Filed: June 1, 1982.

STATE OF NORTH CAROLINA
v.
RONALD T. JONES AND MICHAEL A. JONES



Appeal by defendants from Tillery, Judge. Judgement entered 3 June 1981 in Superior Court, Lenoir County. Heard in the Court of Appeals 27 April 1982.

Martin (Robert M.), Judge. Judges Vaughn and Arnold concur.

Martin

By their first assignment of error, defendants contend that the trial court erred in consolidating their trials. Each contends that the other's election to testify effectively denied his own right to remain silent. We find no merit in this assignment.
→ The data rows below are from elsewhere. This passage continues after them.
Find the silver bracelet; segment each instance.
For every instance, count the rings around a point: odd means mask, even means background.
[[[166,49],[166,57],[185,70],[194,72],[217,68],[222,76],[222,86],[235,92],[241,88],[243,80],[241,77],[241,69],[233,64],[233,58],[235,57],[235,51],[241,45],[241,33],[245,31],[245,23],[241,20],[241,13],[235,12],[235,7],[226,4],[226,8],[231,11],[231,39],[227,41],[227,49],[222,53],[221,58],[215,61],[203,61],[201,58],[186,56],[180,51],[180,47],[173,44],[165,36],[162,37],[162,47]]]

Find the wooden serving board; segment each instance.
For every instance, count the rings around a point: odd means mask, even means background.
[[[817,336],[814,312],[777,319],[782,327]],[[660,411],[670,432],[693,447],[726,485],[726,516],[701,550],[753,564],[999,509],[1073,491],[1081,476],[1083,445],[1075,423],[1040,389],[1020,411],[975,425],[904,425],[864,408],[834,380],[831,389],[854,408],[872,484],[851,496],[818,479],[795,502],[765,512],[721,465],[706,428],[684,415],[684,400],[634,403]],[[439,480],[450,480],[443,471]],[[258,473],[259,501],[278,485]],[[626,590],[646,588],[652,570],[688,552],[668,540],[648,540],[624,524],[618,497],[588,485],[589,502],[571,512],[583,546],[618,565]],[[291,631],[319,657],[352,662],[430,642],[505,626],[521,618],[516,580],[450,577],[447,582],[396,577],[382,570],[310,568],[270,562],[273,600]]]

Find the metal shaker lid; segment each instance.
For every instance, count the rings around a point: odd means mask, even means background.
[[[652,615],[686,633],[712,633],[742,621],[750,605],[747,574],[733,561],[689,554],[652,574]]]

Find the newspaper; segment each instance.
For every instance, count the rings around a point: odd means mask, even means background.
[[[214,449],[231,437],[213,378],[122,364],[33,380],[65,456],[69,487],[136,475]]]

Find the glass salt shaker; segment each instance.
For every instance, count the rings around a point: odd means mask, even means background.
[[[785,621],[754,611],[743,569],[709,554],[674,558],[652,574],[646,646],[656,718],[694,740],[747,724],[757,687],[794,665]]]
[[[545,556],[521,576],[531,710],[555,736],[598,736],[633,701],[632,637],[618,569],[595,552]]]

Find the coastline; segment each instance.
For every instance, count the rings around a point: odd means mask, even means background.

Ordinarily, the decision to join the charges against two or more defendants for trial is within the sound discretion of the trial judge and will not be disturbed on appeal absent an abuse of discretion. State v, Porter, 303 N.C. 680, 281 S.E.2d 377 (1981); {PA}

Page 463} State v. Smith, 291 N.C. 505, 231 S.E.2d 663 (1977). Absent a showing that a joint trial has deprived an accused of a fair trial, the exercise of the court's discretion will not be disturbed on appeal. Id.; State v. Fox, 274 N.C. 277, 163 S.E.2d 492 (1968). Such prejudice arises most often where the defendants offer antagonistic defenses, State v. Alford, 289 N.C. 372, 222 S.E.2d 222, death sentence vacated 429 U.S. 809, 50 L. Ed. 2d 69, 97 S. Ct. 46 (1976), or where one defendant has made a confession which is inadmissible against the other, State v. Fox, supra. In this case the testimony of each defendant was entirely consistent, not antagonistic. There was no unfair compulsion on either defendant to testify in his own defense. Consolidation was proper and no abuse of discretion was shown. Defendants' first assignment of error is overruled.

The defendants next argue that the trial court erred in denying their motions in limine to prevent reference during trial to ten other pending charges against each defendant for possession or receiving stolen goods. We also consider defendants' seventh assignment of error, in which they contend that these unrelated items of stolen property were improperly admitted into evidence. We diasgree. Our Supreme Court has stated the rule pertaining to such references as follows:

While the general rule is that in a prosecution for a particular crime, the state cannot offer evidence tending to show that the accused has committed another distinct, independent, or separate offense, the rule is subject to certain exceptions. One of those exceptions is that where a specific mental intent or state is an essential element of the crime charged, evidence may be offered of such acts or declarations of the accused as tend to establish the requisite mental intent or state, even though the evidence discloses the commission of another offense by the accused. State v. McClain, 240 N.C. 171, 81 S.E.2d 364 (1954); accord, State v. Tate, 294 N.C. 189, 239 S.E.2d 821 (1978); State v. Williams, 292 N.C. 391, 233 S.E.2d 507 (1977).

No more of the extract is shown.